# Animation mit Photoshop CS3 + weitere Fragen zu CS3



## mR.fLopPy (18. Oktober 2007)

Hallo Leute!

Mir ist aufgefallen, dass die Hilfslinien bei CS3 nicht mehr Automatisch in der Mitte einrastern so wie ich es gewohnt bin. In Photoshop 7 ging das noch problemlos. Weiß jmd. wo man diese Einstellung zum Automatischen einrastern in Photoshop wählen kann?

Weiters ist auch seit CS3 ImageReady nicht mehr vorhanden. Das einzige was ich gefunden habe ist eine Animationsleiste in CS3. Allerdings fehlen mir essenzielle Sachen wie die Keyframes die man automatisch generieren lassen konnte zwischen 2 Frames. Weiß jmd. wo man diese Einstellung findet?

Bzw. ist es möglich bereits animierte GIFs so zu importieren, dass die jeweiligen Frames dargestellt werden? In ImageReady war es möglich, allerdings wird in CS3 immer nur der 1. Frame geladen.


Ich hoffe ihr könnt mir weiter helfen.
Besten Dank im voraus!

floppy


----------



## Philip Kurz (19. Oktober 2007)

In Photoshop 7 rasten die Hilfslinien nur in der Mitte ein, wenn der Menüpunkt "Ansicht" > "Ausrichten" aktiviert ist. In CS3 müsste das ähnlich funktionieren.

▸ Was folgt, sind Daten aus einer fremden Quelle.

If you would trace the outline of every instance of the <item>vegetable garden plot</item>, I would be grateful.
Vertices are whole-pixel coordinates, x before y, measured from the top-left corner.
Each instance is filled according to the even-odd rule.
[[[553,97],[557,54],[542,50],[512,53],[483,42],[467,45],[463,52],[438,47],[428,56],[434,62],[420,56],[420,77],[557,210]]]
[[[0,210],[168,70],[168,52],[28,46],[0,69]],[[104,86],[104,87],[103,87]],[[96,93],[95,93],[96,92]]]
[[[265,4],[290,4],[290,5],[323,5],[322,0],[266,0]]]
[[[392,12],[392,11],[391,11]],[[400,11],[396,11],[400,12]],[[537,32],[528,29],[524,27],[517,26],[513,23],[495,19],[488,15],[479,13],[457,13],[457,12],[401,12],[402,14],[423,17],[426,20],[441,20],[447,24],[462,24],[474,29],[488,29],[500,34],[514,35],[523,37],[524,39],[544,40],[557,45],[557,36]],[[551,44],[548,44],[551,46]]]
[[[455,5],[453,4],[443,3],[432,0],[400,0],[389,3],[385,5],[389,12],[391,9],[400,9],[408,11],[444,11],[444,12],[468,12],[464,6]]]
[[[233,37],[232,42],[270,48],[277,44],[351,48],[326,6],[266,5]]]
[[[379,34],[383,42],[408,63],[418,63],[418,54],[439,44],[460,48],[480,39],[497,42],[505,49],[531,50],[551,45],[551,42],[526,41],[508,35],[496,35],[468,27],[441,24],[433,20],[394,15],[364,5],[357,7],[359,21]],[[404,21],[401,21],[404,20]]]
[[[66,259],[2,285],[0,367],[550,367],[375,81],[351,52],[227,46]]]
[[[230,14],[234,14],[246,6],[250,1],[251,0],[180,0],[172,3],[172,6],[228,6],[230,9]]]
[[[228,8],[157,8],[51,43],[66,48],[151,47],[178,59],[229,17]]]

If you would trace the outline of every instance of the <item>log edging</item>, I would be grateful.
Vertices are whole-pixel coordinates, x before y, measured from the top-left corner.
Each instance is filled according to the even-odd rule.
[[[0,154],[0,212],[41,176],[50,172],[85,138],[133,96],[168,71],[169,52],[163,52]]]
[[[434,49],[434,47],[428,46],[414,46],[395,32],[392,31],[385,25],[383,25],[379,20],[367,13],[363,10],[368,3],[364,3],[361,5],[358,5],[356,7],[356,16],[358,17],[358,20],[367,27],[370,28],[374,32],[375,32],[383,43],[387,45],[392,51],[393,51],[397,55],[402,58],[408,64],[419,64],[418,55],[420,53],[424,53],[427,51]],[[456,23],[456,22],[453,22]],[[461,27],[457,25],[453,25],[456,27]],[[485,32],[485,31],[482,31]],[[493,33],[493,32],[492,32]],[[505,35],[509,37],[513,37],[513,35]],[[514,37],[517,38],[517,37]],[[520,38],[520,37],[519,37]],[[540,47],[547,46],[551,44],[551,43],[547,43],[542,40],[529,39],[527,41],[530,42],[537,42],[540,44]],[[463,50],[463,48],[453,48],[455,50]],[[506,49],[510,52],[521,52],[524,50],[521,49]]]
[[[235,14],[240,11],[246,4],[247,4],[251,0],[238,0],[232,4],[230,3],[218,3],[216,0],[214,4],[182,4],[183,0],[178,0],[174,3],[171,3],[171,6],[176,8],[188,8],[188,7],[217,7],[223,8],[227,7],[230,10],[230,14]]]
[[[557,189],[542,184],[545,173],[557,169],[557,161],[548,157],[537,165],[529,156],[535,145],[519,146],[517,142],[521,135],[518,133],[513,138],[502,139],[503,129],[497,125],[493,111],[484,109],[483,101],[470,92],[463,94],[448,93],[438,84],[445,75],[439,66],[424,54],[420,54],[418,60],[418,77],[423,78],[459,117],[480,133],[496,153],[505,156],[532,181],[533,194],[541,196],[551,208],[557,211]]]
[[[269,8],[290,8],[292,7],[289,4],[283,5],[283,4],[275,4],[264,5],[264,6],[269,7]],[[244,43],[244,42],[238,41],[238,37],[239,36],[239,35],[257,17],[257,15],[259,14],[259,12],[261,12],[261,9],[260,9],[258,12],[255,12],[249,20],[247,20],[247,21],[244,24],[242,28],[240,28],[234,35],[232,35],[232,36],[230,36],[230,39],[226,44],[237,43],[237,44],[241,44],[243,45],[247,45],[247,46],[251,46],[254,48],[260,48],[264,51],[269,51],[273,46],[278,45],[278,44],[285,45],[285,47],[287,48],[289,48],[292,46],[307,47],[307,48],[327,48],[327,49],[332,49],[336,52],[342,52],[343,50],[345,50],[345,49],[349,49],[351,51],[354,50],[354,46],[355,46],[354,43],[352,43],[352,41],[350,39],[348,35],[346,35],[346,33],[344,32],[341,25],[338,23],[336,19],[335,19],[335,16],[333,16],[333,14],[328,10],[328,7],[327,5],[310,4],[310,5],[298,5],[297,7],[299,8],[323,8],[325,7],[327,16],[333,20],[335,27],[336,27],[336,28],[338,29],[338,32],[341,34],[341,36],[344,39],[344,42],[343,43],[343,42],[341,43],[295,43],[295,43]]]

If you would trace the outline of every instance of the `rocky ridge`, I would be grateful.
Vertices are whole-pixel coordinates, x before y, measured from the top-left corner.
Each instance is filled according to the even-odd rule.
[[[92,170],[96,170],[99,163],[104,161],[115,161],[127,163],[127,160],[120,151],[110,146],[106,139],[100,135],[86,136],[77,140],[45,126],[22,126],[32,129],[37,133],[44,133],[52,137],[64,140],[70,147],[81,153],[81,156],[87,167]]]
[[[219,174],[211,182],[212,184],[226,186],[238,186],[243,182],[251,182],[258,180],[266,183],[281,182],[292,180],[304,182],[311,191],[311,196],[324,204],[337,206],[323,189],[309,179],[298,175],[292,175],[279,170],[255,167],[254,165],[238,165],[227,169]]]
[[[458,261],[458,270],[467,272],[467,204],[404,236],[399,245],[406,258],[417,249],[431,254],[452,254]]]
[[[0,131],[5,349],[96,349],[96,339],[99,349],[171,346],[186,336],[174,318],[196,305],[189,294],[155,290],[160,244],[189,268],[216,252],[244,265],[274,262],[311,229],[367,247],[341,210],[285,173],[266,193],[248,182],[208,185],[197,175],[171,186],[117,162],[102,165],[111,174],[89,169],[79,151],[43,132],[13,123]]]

Leider habe ich gerade keine Version von CS3 "zur Hand". Deswegen kann ich dir leider auch nicht sagen, wo der Button zum automatischen Erstellen von Frames verschwunden ist. In ImageReady hieß der Befehl "Dazwischen einfügen" - vielleicht reicht das schon als Suchbegriff in der Hilfe.

Zum Problem mit der GIF Sequenz: http://www.tutorials.de/forum/photoshop/286151-mit-cs3-gif-dateien-oeffnen-so-geht-es.html

Grüße

Philip


----------



## mR.fLopPy (19. Oktober 2007)

Ah Danke. Mich wunderts irgendwie. Jetzt ist das Häkchen gesetzt und die Hilfslinien Rastern auch ein. Wahrscheinlich lag es daran, dass ich mit den Voreinstellungen für die Arbeitsbereiche ein wenig herum gespielt habe. 

Danke auch für die Lösung mit dem Problem für die GIF Animationen. Das ist irgendwie, das was mich am meisten ärgert bei CS3. ImageReady war als eigenständiges Programm einfach besser als diese Notlösung in Photoshop.

Ich weiß auch nicht wo man in Photoshop eine Vorschau der Animation im Browser machen lassen kann, wo sämtliche Informationen u. Dateigröße angezeigt wird.

Jedenfalls danke ich für die Informationen! 

EDIT: Ich hab die Ursache für das Problem gefunden wieso die Linien nicht einrastern. Anscheinend handelt es sich um einen Bug bei CS3. 

ciao
floppy


----------